S.A. Chupa Chups
Essay by 24 • May 22, 2011 • 855 Words (4 Pages) • 1,673 Views
S.A. Chupa Chups Case Preparation
S.A. Chupa Chups is a Spanish company, manufacturing and selling sweet products. Founded in 1957 by Enrique Bernat, it has built its empire around one single product: a lollipop. It now has manufacturing plants in five countries, many subsidiaries in distribution, trading, banking, marketing, confectionary machine manufacturing and insurance, and trades in 130 countries around the world.
Early Strategy: concentrate on one product for domestic market
In 1957, After Enrique Bernat failed to convince the board of S.A. Granja Asturias, a sweets manufacturer in Asturias (central north Spain), the company that he has been working for as a general manager for two years, to impose a change in its strategy from concentrating on selling hundreds of sweets products in just one market to concentrating only on producing one product but for several markets, he decided to takeover the company and rename it to Chupa Chups.

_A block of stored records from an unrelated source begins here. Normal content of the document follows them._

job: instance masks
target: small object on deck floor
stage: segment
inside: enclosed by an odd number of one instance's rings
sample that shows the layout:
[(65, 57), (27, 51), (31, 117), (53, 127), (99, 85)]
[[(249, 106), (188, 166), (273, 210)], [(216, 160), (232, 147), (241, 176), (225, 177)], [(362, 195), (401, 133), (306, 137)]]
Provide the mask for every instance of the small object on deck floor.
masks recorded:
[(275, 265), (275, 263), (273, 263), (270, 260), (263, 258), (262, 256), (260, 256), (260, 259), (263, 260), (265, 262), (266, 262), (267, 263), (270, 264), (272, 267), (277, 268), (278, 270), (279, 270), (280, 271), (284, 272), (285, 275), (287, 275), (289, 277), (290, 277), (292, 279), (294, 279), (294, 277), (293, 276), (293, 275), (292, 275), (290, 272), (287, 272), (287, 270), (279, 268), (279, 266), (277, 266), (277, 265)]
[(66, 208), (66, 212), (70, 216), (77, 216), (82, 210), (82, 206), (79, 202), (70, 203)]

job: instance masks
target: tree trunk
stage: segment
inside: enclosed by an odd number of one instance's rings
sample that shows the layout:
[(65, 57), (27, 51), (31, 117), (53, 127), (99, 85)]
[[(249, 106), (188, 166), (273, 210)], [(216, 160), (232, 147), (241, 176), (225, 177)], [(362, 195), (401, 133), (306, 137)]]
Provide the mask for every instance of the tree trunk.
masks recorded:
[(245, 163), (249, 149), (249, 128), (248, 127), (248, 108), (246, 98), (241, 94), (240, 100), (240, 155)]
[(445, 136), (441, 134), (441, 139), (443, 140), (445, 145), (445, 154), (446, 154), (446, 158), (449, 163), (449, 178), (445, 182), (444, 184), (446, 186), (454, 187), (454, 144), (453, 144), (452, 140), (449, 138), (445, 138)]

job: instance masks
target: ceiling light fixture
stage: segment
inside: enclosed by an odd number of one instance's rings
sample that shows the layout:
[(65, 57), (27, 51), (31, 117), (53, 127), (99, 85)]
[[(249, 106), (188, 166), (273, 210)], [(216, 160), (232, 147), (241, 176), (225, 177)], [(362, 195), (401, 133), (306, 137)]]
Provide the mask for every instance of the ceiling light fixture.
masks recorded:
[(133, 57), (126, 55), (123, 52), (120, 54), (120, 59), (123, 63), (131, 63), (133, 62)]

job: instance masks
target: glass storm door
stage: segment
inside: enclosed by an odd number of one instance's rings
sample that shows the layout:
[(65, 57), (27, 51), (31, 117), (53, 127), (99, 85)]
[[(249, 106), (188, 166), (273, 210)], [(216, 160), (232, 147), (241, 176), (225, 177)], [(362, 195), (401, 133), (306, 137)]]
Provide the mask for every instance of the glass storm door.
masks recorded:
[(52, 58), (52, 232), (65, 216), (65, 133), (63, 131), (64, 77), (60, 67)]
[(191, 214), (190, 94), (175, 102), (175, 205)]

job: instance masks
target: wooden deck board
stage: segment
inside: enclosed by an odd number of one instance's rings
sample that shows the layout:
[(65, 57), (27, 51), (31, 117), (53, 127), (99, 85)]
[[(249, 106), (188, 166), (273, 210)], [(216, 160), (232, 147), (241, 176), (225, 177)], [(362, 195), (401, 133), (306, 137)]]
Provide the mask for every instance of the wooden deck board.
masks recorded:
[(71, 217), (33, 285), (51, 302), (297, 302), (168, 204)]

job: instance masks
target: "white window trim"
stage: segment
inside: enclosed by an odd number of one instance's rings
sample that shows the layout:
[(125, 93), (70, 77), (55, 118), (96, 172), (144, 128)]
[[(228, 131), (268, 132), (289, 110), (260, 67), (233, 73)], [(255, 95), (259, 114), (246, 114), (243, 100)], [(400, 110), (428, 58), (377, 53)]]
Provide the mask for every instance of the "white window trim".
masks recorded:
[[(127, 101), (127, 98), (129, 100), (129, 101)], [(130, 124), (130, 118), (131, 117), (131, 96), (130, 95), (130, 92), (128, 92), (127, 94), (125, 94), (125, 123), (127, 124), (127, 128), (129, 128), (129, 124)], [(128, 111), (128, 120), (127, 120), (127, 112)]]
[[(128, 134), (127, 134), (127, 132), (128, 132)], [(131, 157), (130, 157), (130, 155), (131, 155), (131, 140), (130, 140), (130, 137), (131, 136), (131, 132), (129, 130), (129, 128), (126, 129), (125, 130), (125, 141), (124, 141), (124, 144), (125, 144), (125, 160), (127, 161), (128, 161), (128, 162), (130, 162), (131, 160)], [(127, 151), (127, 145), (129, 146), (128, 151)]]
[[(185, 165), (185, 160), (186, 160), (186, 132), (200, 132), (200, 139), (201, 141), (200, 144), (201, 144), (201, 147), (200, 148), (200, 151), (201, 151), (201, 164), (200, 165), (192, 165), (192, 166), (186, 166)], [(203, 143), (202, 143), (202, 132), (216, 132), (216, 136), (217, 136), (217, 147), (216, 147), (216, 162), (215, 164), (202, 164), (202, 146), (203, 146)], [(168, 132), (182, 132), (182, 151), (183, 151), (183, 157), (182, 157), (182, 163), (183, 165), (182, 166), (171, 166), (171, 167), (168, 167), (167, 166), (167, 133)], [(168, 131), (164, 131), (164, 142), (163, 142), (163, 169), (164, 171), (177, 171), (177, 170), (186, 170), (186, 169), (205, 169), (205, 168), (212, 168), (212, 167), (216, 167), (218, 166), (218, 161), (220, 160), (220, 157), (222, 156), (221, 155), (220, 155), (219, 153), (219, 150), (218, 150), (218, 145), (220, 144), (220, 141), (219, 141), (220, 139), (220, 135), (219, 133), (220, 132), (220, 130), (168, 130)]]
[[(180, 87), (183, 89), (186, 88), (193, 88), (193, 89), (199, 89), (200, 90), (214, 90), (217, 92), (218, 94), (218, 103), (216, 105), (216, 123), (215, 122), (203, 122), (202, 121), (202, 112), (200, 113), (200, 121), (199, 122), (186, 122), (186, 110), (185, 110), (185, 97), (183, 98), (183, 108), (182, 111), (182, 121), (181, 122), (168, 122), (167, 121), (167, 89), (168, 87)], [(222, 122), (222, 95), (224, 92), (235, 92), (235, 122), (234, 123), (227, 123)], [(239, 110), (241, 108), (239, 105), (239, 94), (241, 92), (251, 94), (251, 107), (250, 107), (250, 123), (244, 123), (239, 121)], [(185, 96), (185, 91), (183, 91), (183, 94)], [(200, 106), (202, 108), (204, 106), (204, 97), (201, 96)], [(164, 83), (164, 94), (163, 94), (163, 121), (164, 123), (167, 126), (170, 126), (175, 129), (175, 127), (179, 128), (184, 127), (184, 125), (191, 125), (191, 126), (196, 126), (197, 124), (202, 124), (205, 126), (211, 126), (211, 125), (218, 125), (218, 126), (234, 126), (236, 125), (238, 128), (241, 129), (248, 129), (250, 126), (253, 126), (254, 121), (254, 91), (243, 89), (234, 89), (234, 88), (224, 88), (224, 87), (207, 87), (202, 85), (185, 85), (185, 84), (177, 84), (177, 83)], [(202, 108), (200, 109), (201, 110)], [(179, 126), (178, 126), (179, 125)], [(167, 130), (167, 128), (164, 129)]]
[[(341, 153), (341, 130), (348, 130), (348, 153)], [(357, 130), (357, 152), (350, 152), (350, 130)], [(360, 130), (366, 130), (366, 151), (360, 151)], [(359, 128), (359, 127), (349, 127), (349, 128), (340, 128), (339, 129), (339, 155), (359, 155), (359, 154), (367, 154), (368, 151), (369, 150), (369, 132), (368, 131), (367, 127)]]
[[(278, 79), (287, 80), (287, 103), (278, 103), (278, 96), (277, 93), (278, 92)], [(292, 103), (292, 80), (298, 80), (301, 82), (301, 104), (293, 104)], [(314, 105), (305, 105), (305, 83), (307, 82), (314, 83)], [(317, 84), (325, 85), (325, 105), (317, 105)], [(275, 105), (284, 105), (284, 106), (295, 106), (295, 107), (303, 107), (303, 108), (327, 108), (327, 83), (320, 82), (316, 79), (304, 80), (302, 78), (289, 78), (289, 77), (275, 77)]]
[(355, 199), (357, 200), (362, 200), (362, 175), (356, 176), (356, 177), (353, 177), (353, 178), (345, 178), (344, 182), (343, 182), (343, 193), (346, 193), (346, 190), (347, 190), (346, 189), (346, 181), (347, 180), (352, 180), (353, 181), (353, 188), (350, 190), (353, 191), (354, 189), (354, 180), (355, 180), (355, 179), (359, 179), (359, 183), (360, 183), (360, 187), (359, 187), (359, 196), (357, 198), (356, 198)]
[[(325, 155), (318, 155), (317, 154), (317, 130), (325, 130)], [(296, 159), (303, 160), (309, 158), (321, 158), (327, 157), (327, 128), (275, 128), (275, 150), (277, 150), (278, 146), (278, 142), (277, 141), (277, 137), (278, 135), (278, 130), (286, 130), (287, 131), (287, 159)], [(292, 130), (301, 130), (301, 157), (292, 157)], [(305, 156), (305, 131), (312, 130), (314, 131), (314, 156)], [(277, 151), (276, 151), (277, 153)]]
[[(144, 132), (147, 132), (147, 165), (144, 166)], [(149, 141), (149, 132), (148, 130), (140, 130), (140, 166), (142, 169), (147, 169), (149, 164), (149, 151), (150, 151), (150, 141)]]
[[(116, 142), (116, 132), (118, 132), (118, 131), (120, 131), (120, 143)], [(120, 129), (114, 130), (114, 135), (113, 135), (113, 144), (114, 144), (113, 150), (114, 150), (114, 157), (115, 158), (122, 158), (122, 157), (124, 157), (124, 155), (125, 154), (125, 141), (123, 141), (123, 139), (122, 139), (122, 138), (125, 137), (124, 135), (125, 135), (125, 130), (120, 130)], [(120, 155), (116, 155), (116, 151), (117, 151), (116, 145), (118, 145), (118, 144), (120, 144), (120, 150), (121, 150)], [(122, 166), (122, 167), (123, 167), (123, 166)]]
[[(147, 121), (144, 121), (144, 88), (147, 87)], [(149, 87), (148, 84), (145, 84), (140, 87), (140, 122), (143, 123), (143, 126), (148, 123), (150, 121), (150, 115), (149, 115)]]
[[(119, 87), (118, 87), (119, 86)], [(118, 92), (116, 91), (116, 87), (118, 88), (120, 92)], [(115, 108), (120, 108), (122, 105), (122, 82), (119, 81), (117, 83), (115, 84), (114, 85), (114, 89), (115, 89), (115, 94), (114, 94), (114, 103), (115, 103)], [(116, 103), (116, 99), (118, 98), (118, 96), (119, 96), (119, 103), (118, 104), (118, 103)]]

As a result of the takeover, the company imposed the new strategy right away and with the vision of Bernat, it chose to concentrate on lollipop as its only product. Bernat came up with an idea of lollipop on a stick after remembering how children would get stain on their clothes from consuming sweets. Chupa Chups introduced its first lollipop in 1958 with a slogan "Chupa un Chups" (suck a sucker), however, the name was changed three years later to Chupa Chups.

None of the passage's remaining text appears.